About a year later, the next edition I went to, I got a card and the salary started going into my bank account instead of in an envelope. On payday, I wanted to feel alive. I would go to the ATM and take all the money in cash. I was more afraid of the bank and “hackers” than emotions on the street with money in my pocket. They were few enough not to cause me such problems. But that’s how I felt it was my money. Now, these days, I also pay for a tomato with a 1 lei card in a store.

If you follow the chorus of furious reactions against the decision that, starting this month, cash payments and transactions will be further restricted, you would say that many Romanians are left 20 years ago, nostalgic for the day of the teller and ignorantly afraid of banks. A penny is yours if it is in your hands. Especially when it’s small.

Of course, in reality the reasons are mostly different, less romantic or irrational than the Facebook debacle, where most of them seem to have been born yesterday, when, you know, cash payments were still limited by law, only at higher ceilings. Then our cash Romanians no longer felt such an unconstitutional chain and mockery of their rights. Perhaps because the ceiling of 5,000 lei was quite a distant threat from the poverty of their monthly lives. While a thousand lei, we also know what it looks like.

Why should we love cash? We don’t prosecute guys who live off of outright crime, or knights in aluminum helmets for whom banks are Satan. In their world, “cash is king” and they will stay there.

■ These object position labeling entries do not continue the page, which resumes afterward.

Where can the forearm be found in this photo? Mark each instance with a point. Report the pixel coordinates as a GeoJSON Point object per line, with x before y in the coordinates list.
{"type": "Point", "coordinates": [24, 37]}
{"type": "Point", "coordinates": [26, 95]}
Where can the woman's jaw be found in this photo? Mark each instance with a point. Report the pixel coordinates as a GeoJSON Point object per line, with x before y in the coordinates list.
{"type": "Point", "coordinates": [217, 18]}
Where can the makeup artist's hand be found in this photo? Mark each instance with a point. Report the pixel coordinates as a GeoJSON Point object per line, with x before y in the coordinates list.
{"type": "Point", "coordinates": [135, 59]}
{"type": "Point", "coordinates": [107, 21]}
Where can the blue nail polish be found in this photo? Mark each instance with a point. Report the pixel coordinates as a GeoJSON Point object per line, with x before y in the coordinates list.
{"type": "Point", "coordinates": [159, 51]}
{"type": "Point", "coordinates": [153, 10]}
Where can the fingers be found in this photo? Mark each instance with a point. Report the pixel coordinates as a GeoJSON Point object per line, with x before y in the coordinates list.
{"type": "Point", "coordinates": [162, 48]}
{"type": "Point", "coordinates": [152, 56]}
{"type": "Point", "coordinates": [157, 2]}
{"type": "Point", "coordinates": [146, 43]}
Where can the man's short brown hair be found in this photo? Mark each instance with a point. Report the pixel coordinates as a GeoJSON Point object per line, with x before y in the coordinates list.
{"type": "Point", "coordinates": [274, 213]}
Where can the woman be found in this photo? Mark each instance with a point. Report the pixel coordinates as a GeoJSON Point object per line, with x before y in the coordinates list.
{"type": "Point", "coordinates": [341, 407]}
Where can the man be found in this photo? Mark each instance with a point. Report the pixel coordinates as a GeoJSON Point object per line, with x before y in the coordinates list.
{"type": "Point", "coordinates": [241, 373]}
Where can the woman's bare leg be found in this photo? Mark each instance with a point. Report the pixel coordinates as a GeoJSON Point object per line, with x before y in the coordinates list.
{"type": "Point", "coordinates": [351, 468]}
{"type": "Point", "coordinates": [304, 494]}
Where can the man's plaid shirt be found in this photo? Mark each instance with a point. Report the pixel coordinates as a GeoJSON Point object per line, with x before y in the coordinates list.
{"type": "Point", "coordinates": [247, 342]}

But, probably, many of us remember a colleague who wants a salary in hand, and an aunt who asks for cash when she collects at the cash register, because they have arrests from ANAF on their accounts and they do not want to pay. Maybe I heard from an uncle who sells only cash at the bazaar or fair, that the poor “producer” doesn’t have a company. We’ve all experienced those supernatural phenomena that affect entire nightlife districts of big cities and suddenly leave no signal or fail POS in restaurants and clubs.

All these cash lovers are running away from cards and banks for one reason. Not because it makes them feel free and independent. But somehow cheat the state and leave more money in your pocket. Or to avoid paying taxes, or to avoid some sanctions.

I laughed a little nauseously at the demagoguery of the TV commentator who said that Romanians do not evade taxes, sir, they like to pay taxes, but only when they understand their purpose. Only the Romanian state is an idiot. And yet the little demagogue was half right.

No, no one prefers to have less money in their pocket, especially when it doesn’t allow them to live decently from the start. Also, many Romanians who don’t live in the urban rich educated bubble of the respective commentator like to skirt the rules, and we can see it from the way they drive down the streets, to the way some people stand in front of any line. But yes, even more Romanians believe that the state is a thug who just wants to get rid of you.

why Here we get to the heart of most of the problems facing Romania. When you have a government with an unreliable government that is constantly wrong about the measures they take, that doesn’t know how to transparently explain their measures, and that ignores or outright abuses the citizens they are supposed to work for, why give him even more money ? Spend them on ill-conceived projects or steal them through corrupt combinations? The spirit of robbery is growing.